The Politics of Memory in Postwar Europe
Title | The Politics of Memory in Postwar Europe PDF eBook |
Author | Richard Ned Lebow |
Publisher | Duke University Press |
Pages | 388 |
Release | 2006-09-20 |
Genre | History |
ISBN | 9780822338178 |
Comparative case studies of how memories of World War II have been constructed and revised in France, Germany, Austria, Switzerland, Poland, Italy, and the USSR (Russia).
Political Survivors
Title | Political Survivors PDF eBook |
Author | Emma Kuby |
Publisher | Cornell University Press |
Pages | 310 |
Release | 2019-03-15 |
Genre | History |
ISBN | 1501732803 |
In 1949, as Cold War tensions in Europe mounted, French intellectual and former Buchenwald inmate David Rousset called upon fellow concentration camp survivors to denounce the Soviet Gulag as a "hallucinatory repetition" of Nazi Germany's most terrible crime. In Political Survivors, Emma Kuby tells the riveting story of what followed his appeal, as prominent members of the wartime Resistance from throughout Western Europe united to campaign against the continued existence of inhumane internment systems around the world. The International Commission against the Concentration Camp Regime brought together those originally deported for acts of anti-Nazi political activity who believed that their unlikely survival incurred a duty to bear witness for other victims. Over the course of the next decade, these pioneering activists crusaded to expose political imprisonment, forced labor, and other crimes against humanity in Franco's Spain, Maoist China, French Algeria, and beyond. Until now, the CIA's secret funding of Rousset's movement has remained in the shadows. Kuby reveals this clandestine arrangement between European camp survivors and American intelligence agents. She also brings to light how Jewish Holocaust victims were systematically excluded from Commission membership – a choice that fueled the group's rise, but also helped lead to its premature downfall. The history that she unearths provides a striking new vision of how wartime memory shaped European intellectual life and ideological struggle after 1945, showing that the key lessons Western Europeans drew from the war centered on "the camp," imagined first and foremost as a site of political repression rather than ethnic genocide. Political Survivors argues that Cold War dogma and acrimony, tied to a distorted understanding of WWII's chief atrocities, overshadowed the humanitarian possibilities of the nascent anti-concentration camp movement as Europe confronted the violent decolonizing struggles of the 1950s.

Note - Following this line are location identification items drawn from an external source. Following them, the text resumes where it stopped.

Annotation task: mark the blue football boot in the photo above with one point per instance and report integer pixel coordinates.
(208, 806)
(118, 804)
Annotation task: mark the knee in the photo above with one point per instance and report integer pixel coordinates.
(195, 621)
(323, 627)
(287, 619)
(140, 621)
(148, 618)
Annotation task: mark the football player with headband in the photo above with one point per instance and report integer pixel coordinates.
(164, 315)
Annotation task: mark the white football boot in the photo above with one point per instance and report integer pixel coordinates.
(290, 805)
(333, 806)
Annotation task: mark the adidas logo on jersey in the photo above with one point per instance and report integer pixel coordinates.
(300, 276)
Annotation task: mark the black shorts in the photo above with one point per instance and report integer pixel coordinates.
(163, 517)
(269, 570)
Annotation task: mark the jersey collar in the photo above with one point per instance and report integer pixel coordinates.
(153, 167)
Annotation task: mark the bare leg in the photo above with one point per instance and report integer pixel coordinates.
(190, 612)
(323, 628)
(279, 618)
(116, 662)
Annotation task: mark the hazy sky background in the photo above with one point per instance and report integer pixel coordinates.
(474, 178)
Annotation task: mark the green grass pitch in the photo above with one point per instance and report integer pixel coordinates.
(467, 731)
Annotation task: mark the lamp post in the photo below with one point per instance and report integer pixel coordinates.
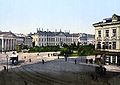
(7, 60)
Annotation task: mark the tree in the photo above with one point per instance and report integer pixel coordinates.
(18, 48)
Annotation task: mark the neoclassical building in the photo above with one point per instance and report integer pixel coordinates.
(22, 39)
(107, 39)
(44, 38)
(7, 41)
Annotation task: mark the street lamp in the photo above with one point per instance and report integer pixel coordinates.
(6, 58)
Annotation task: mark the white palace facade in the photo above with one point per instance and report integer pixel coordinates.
(7, 41)
(44, 38)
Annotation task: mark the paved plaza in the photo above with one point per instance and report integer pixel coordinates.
(54, 71)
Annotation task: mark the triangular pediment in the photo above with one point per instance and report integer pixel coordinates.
(61, 34)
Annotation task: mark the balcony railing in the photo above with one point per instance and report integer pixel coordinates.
(110, 50)
(115, 38)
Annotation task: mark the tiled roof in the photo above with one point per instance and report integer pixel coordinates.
(49, 33)
(7, 33)
(115, 19)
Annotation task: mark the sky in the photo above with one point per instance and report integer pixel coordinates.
(76, 16)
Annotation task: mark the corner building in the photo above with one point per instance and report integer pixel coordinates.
(107, 39)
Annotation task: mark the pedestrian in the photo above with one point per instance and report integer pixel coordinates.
(43, 61)
(25, 83)
(58, 57)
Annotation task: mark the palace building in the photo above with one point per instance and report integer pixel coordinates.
(7, 41)
(107, 39)
(44, 38)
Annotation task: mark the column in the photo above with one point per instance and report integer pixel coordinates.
(11, 45)
(111, 59)
(2, 44)
(116, 59)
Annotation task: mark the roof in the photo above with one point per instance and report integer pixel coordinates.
(7, 33)
(115, 19)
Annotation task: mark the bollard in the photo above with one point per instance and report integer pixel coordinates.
(43, 61)
(75, 61)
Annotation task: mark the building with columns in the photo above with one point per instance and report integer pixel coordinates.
(107, 39)
(7, 41)
(23, 39)
(44, 38)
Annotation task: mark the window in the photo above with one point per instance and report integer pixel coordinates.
(114, 32)
(106, 45)
(99, 33)
(99, 45)
(114, 45)
(107, 33)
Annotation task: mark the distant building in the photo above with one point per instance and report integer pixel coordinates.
(107, 39)
(44, 38)
(86, 39)
(7, 41)
(24, 40)
(90, 39)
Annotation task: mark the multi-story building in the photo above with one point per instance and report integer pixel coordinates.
(90, 39)
(44, 38)
(86, 39)
(107, 39)
(7, 41)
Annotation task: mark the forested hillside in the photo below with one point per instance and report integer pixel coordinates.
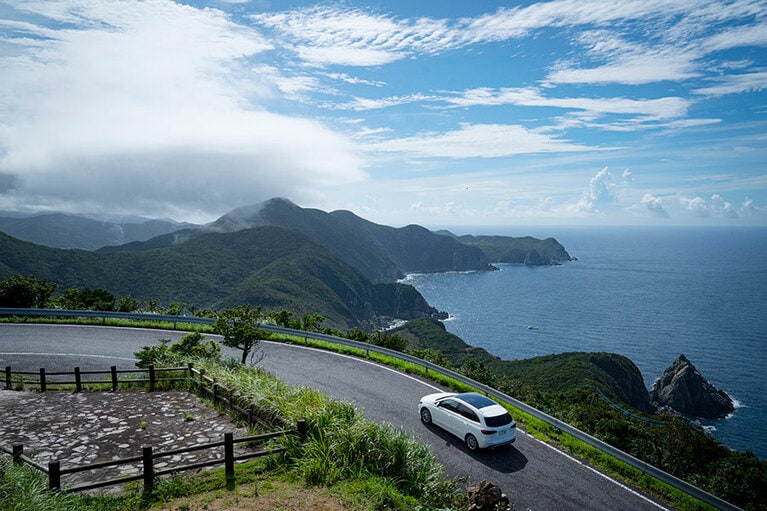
(267, 266)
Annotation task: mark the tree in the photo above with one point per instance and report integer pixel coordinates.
(239, 327)
(25, 292)
(311, 322)
(192, 345)
(283, 318)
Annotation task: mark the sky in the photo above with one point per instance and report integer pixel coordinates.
(433, 112)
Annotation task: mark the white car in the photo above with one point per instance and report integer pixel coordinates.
(477, 420)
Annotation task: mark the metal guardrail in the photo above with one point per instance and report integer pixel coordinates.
(636, 463)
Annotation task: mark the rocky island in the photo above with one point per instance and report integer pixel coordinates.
(684, 390)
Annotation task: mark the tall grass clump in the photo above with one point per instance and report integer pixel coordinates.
(340, 445)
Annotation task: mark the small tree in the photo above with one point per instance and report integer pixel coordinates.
(311, 322)
(239, 326)
(128, 304)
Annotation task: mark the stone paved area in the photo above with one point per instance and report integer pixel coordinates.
(88, 427)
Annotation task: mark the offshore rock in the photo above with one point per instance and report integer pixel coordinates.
(683, 389)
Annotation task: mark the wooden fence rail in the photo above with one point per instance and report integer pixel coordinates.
(54, 471)
(219, 394)
(44, 380)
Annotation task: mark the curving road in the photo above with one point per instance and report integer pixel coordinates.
(533, 474)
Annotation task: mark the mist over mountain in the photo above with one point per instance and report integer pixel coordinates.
(274, 254)
(60, 230)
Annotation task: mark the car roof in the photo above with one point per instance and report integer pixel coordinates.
(476, 400)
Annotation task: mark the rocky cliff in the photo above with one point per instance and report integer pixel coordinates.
(683, 389)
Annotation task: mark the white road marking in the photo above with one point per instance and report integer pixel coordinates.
(45, 354)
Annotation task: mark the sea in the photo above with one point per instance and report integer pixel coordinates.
(650, 294)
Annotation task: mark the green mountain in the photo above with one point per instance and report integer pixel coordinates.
(274, 254)
(615, 375)
(526, 250)
(268, 266)
(69, 231)
(381, 253)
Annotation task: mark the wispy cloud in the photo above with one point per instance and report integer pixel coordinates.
(151, 105)
(735, 84)
(478, 141)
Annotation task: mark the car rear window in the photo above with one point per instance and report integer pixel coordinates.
(498, 420)
(478, 401)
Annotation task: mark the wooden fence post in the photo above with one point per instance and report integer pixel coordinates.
(54, 475)
(229, 455)
(78, 380)
(18, 450)
(148, 462)
(151, 378)
(113, 369)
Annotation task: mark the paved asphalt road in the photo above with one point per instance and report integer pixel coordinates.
(534, 475)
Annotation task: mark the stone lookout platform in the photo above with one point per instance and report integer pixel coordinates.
(89, 427)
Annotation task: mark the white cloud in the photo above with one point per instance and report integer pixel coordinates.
(600, 192)
(640, 69)
(735, 84)
(154, 106)
(654, 205)
(717, 207)
(477, 141)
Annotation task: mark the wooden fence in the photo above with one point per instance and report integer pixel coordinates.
(46, 379)
(219, 394)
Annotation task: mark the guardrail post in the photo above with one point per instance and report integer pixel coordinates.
(151, 378)
(113, 369)
(301, 428)
(229, 456)
(148, 463)
(54, 475)
(17, 451)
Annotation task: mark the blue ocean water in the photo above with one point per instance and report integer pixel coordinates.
(650, 294)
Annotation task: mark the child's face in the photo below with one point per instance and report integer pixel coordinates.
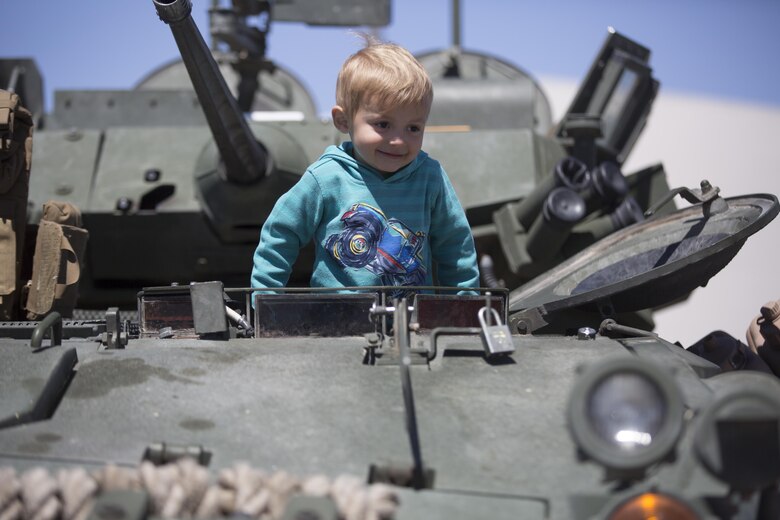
(385, 139)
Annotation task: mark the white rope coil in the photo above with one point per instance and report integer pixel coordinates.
(182, 490)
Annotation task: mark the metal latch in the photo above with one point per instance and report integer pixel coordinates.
(496, 338)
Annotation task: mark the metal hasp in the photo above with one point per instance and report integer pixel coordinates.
(496, 337)
(114, 337)
(642, 266)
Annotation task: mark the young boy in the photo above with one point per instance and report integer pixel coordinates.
(380, 210)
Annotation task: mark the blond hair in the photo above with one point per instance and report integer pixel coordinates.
(381, 75)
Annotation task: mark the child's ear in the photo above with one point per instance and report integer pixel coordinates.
(340, 120)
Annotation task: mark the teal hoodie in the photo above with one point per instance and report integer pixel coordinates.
(368, 230)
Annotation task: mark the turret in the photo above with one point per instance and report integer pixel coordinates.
(244, 160)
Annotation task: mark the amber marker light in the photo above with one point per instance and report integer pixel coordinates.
(653, 506)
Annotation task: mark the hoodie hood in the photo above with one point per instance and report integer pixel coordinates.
(343, 154)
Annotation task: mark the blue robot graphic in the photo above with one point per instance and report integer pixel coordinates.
(386, 247)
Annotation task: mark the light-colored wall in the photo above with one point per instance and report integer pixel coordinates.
(736, 146)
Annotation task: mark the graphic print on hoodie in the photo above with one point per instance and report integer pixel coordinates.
(386, 247)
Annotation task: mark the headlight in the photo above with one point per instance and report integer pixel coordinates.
(625, 414)
(738, 434)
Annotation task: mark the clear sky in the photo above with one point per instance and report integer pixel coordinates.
(714, 48)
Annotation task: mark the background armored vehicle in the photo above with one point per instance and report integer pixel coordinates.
(167, 195)
(448, 402)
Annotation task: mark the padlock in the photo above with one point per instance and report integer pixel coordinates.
(496, 339)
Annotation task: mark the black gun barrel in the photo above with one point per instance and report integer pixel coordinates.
(245, 161)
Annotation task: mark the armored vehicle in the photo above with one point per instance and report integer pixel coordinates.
(547, 398)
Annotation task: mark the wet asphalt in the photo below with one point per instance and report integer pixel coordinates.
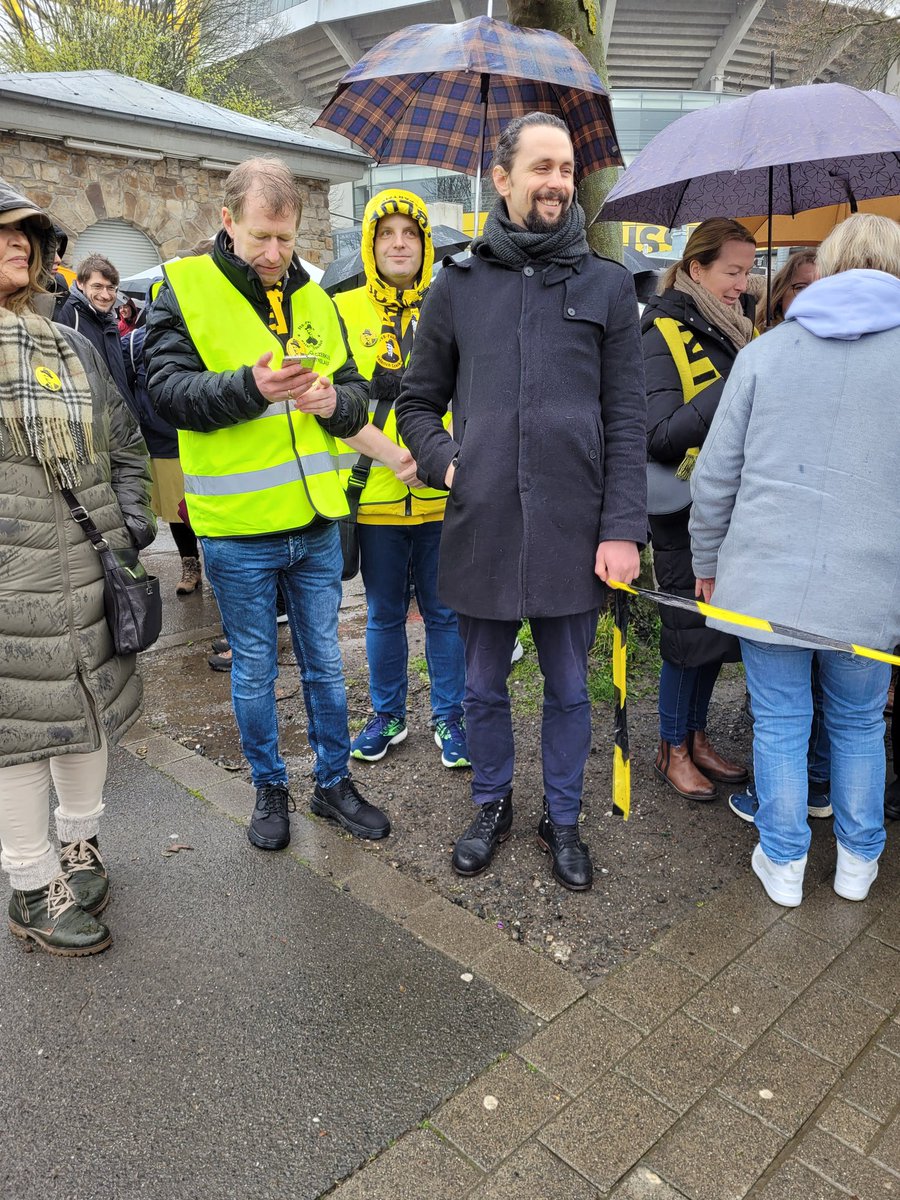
(252, 1032)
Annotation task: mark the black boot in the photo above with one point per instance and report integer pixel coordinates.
(343, 803)
(85, 874)
(475, 849)
(571, 857)
(269, 826)
(51, 917)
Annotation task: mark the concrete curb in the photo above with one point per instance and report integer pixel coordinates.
(647, 1086)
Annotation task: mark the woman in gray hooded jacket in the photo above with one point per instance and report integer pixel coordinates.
(64, 691)
(796, 520)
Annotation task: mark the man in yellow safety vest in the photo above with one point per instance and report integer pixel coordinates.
(262, 484)
(399, 517)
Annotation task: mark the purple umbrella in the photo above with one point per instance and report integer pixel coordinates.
(441, 95)
(781, 150)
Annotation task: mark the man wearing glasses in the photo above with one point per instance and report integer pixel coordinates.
(90, 310)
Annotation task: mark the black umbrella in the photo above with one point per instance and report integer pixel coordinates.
(347, 273)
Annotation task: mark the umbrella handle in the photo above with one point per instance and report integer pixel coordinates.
(479, 165)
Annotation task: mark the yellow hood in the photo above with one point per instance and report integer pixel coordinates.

Growing in the Shadow of Antifascism
Title | Growing in the Shadow of Antifascism PDF eBook |
Author | Kata Bohus |
Publisher | Central European University Press |
Pages | 376 |
Release | 2022-07-26 |
Genre | History |
ISBN | 9633866820 |
Reined into the service of the Cold War confrontation, antifascist ideology overshadowed the narrative about the Holocaust in the communist states of Eastern Europe. This led to the Western notion that in the Soviet Bloc there was a systematic suppression of the memory of the mass murder of European Jews. Going beyond disputing the mistaken opposition between “communist falsification” of history and the “repressed authentic” interpretation of the Jewish catastrophe, this work presents and analyzes the ways as the Holocaust was conceptualized in the Soviet-ruled parts of Europe. The authors provide various interpretations of the relationship between antifascism and Holocaust memory in the communist countries, arguing that the predominance of an antifascist agenda and the acknowledgment of the Jewish catastrophe were far from mutually exclusive. The interactions included acts of negotiation, cross-referencing, and borrowing. Detailed case studies describe how both individuals and institutions were able to use anti-fascism as a framework to test and widen the boundaries for discussion of the Nazi genocide. The studies build on the new historiography of communism, focusing on everyday life and individual agency, revealing the formation of a great variety of concrete, local memory practices.